Hustak, who was a Gazette reporter for 25 years before he retired from the paper in 2009, said Weintraub left for Europe after his firing and became a radio reporter.

During that time he befriended well-known Montreal-born writers Mordecai Richler and Mavis Gallant.

"Bill was wonderfully funny," said Hustak. "He was sentimental, he was an engaging gossip and a first-rate storyteller both in person and in print.

"He was as curious about you as you were about him."

NFB commissioner Claude Joli-Coeur said the organization was privileged to have worked with Weintraub and to have been part of his "remarkable artistic legacy."

"For as long as any of us can remember, Bill has been here to capture the life and vitality, the irreverence, the great personalities and stories, in his beloved Montreal and right across this country," he said in a statement.
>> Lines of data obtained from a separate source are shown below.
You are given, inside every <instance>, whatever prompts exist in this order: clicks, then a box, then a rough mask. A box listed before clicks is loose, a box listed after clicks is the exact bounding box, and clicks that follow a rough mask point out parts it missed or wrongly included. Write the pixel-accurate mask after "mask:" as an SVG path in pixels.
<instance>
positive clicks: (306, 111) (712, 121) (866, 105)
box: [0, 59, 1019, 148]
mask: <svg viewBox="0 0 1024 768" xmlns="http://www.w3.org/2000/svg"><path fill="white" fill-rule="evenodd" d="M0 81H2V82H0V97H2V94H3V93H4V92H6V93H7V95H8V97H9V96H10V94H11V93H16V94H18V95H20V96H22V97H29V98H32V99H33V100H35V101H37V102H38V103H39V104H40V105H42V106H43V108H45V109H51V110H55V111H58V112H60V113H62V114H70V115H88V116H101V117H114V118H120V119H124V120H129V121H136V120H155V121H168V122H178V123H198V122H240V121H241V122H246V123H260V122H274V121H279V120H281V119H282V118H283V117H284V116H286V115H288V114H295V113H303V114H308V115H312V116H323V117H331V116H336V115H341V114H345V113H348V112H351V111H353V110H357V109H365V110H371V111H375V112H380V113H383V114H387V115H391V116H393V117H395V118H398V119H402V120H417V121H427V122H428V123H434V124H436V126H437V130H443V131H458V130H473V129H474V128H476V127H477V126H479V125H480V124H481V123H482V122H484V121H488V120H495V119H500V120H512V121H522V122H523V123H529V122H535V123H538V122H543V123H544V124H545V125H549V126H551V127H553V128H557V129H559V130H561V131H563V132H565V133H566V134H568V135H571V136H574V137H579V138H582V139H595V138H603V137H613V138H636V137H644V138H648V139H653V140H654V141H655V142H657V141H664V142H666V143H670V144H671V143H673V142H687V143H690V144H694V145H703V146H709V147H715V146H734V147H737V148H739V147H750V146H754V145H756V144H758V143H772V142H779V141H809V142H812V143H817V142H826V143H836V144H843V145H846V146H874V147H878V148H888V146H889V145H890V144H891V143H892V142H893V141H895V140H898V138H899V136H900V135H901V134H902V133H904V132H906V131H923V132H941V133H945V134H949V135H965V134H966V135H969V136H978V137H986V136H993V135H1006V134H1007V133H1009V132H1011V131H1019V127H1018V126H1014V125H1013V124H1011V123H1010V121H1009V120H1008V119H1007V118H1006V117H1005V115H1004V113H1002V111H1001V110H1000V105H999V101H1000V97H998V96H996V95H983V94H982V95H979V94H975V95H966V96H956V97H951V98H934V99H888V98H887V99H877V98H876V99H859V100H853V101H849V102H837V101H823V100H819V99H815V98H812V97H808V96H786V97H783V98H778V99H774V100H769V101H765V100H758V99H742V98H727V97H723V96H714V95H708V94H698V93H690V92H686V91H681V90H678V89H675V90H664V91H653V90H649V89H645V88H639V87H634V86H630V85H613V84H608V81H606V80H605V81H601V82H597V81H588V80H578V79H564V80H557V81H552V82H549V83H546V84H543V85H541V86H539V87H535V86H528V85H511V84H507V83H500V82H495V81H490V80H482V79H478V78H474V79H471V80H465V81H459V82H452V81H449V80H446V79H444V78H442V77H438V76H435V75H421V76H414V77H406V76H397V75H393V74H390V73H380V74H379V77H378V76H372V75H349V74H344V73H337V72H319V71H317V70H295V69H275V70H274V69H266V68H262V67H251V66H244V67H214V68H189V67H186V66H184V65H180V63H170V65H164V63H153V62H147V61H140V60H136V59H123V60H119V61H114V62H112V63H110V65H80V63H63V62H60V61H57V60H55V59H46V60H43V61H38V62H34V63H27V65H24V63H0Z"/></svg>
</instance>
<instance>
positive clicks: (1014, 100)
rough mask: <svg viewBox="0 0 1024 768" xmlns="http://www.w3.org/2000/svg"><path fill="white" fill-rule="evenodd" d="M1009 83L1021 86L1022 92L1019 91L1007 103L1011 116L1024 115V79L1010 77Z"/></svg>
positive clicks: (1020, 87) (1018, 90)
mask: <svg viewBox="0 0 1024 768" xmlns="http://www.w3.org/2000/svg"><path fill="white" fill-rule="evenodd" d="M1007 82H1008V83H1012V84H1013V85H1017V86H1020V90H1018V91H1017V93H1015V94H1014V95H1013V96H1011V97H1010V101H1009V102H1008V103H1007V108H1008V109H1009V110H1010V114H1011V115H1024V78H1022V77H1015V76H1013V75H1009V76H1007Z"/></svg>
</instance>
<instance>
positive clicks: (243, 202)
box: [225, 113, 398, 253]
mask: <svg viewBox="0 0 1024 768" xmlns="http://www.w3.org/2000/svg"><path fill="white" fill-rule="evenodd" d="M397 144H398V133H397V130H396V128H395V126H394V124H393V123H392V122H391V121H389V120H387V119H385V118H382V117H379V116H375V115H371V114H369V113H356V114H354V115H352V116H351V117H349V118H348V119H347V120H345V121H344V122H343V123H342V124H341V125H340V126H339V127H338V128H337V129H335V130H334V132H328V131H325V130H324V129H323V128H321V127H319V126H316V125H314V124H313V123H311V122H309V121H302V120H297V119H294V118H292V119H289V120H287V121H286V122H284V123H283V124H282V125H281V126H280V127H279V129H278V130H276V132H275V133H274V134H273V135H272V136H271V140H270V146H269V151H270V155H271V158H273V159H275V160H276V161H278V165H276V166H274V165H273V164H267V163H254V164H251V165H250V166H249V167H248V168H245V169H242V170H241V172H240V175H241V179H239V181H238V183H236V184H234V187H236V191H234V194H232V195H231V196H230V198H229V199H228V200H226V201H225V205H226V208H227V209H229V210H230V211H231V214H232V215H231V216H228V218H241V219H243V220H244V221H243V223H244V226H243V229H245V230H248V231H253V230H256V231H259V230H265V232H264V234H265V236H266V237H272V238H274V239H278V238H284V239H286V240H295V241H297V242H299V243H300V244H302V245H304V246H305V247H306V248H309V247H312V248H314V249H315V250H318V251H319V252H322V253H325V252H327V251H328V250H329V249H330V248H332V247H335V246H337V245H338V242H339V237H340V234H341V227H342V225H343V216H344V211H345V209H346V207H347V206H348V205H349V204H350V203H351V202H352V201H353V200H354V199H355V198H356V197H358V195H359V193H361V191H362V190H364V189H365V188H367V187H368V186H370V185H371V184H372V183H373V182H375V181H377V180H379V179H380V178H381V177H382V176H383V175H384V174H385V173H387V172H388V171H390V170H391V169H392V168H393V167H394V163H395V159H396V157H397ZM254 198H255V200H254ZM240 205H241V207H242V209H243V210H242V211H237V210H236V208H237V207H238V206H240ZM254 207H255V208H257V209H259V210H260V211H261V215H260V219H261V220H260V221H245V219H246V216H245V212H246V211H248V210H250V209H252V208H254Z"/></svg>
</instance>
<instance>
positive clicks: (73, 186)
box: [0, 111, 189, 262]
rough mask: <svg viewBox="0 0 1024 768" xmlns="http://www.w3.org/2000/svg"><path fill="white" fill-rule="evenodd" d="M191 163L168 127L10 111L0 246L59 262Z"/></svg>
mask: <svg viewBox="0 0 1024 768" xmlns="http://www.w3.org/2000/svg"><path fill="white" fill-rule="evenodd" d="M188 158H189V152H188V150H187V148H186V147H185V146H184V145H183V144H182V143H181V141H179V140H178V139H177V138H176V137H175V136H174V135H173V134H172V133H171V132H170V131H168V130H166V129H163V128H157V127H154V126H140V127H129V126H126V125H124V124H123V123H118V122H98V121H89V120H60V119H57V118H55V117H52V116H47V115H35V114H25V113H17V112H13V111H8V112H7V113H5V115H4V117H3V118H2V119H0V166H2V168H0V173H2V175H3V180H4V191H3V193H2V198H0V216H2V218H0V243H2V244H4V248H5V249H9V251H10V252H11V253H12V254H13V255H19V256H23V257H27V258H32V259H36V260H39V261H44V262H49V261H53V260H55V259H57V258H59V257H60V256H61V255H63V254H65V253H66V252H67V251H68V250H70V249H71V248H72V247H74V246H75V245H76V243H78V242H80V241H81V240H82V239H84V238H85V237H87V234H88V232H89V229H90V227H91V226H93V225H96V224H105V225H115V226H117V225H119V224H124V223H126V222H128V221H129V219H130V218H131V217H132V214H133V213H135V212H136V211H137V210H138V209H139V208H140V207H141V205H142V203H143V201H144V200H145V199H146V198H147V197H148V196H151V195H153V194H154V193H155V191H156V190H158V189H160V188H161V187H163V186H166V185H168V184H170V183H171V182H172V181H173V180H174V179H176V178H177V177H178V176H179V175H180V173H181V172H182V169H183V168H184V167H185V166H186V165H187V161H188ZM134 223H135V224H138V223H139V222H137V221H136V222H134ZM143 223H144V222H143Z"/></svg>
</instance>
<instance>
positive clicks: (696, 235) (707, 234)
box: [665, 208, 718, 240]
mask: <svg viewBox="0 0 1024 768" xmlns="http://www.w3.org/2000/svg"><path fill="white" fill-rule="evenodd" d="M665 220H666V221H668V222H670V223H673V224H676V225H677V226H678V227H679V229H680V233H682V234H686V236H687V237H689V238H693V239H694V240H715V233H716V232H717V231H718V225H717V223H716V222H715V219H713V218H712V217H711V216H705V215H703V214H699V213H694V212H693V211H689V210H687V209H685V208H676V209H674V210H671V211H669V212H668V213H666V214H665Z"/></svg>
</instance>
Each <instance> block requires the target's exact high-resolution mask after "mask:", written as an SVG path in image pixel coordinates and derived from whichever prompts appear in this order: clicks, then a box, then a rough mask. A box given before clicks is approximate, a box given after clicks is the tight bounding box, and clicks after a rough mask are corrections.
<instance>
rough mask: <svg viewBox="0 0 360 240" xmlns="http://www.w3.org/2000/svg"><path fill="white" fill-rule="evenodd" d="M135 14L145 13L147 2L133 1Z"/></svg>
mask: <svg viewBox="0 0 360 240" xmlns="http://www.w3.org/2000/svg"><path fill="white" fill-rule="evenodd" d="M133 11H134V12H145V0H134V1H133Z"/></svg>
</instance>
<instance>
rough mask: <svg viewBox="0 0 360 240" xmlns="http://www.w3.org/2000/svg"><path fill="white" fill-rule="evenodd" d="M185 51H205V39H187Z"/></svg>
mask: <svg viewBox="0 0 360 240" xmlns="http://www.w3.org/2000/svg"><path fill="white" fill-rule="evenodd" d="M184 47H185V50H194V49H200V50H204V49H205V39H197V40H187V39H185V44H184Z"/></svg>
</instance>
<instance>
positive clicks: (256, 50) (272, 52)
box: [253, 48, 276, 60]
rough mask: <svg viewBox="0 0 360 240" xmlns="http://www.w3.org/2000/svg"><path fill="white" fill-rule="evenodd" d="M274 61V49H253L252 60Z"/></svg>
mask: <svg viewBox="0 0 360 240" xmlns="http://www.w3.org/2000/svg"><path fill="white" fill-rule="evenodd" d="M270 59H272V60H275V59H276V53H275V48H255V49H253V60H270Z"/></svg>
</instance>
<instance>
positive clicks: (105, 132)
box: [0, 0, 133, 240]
Weintraub was viewed in some circles as a sometimes brutally honest historian on the sensitive issue of Quebec politics, particularly around language.

His death notice says his satirical 1979 novel, "The Underdogs," provoked controversy by imagining a future Socialist Republic of Quebec in which English speakers were an oppressed minority,"complete with a violent resistance movement."

His 1993 NFB-produced documentary, "The Rise and Fall of English Montreal," told the story of the the exodus of many anglophones from the province after the Parti Quebecois swept to power in 1976

Montreal is "a French city that the nationalists want," Weintraub says in the film. Immigrants, who often gravitate toward speaking English, are told to "show respect" to the culture of the majority, he explains.

"But that phrase, 'show respect,' makes many newcomers uneasy, it reminds them of oppressive regimes in other countries and many of them, after a sojourn in Montreal, decide to move on — to join the exodus."

Weintraub was made an officer of the Order of Canada in 2003.